Abbott was one of three members of the local chapter of the foundation who accompanied the students to this year’s conference, held in late April. The conference, first held in 1965, is intense but fun, she says.
“Days started at 7 a.m. and ended at 11 p.m.,” Abbott says. “The program was housed on the beautiful Valley Forge grounds — the headquarters for George Washington and his top aides while the (Revolutionary) war was being fought. The beginning of America, what it meant then and what it means now, was played out each day through inspirational activities and guests speakers.
“Students learned how our nation won independence from England and how many men and hours it took to draw up the Bill of Rights for all citizens,” Abbott says. “Those difficulties made them realize how important it is to preserve those rights that were granted to us.”

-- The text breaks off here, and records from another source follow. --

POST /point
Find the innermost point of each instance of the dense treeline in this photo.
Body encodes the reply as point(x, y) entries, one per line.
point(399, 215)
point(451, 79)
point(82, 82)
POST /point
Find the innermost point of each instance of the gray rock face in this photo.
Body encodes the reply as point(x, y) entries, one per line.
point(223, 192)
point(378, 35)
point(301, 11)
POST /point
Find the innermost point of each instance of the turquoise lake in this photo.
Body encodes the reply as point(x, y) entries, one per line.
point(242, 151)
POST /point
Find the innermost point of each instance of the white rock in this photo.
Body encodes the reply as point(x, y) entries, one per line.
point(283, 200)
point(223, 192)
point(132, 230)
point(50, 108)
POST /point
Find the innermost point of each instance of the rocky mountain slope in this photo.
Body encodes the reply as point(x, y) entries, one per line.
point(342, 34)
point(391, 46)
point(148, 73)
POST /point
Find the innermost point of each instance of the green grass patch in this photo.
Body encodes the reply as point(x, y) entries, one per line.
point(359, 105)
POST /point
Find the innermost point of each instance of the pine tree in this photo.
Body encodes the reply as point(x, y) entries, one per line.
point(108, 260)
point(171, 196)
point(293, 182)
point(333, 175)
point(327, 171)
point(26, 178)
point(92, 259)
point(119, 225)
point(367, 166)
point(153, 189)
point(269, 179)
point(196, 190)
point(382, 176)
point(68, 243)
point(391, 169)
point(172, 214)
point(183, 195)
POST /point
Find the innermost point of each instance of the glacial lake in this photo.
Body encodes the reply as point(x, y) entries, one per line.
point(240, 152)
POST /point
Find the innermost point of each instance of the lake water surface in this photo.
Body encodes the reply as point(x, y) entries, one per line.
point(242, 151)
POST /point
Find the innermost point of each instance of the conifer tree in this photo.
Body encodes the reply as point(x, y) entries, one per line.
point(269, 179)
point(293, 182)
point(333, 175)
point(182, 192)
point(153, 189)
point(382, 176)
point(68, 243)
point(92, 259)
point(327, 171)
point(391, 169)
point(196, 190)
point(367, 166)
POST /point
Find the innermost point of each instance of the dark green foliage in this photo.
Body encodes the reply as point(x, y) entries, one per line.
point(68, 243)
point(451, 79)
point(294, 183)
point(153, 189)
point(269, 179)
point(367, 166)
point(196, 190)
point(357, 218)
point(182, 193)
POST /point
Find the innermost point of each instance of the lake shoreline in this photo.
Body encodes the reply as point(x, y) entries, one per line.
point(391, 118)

William Guill, another rising senior at Red Bank, also attended the conference. A history buff, William, 17, says “it was good to learn more about our country, and that’s been a big topic at school this year.”

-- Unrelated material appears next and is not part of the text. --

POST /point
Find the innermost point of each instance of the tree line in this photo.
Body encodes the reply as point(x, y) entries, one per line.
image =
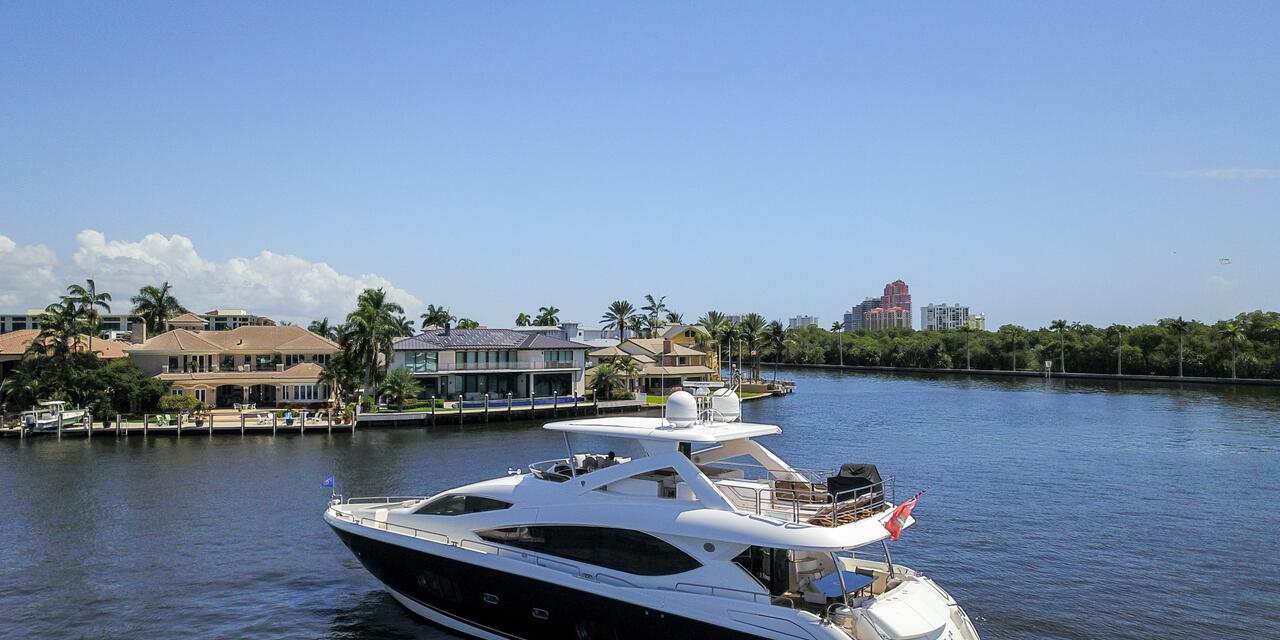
point(1246, 346)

“Not only did I learn leadership principles and how to work with others, I made lasting friendships with people from around the country,” he says.
Valerie Rutledge, dean of the University of Tennessee at Chattanooga College of Health, Education and Professional Studies, has been an active member of Freedoms Foundation since 1982. She’s served as president, board member, vice president of youth and vice president of education, among other duties.
“This organization offers a number of programs that focus on cultivating engaged, responsible citizens knowledgeable in American history and democracy, who understand their constitutional rights, are familiar with the free enterprise system and entrepreneurship, and who will serve as leaders in their community,” Rutledge says.
Students who participate in the annual conference are typically interested in American history and are involved in school-based ROTC programs, she says. Many also enjoy traveling and meeting students from around the country.
“Many of them gain lifelong friends from this experience and enjoy having connections across many states within the USA,” she says.
Abbott’s grandson, Chandler Abbott, 18, a rising senior at Hixson High School, was selected to participate in the recent conference.
“I am proud of my grandson for recognizing the place that Valley Forge had in our history and that it is up to his generation to uphold and push forward patriotism and civic pride to always keep our nation free,” she says.
Chandler says the experience brought history to life.
“It was great to meet students from other states and be able to do leadership projects with them,” he says. “I consider myself lucky to have been given the opportunity.”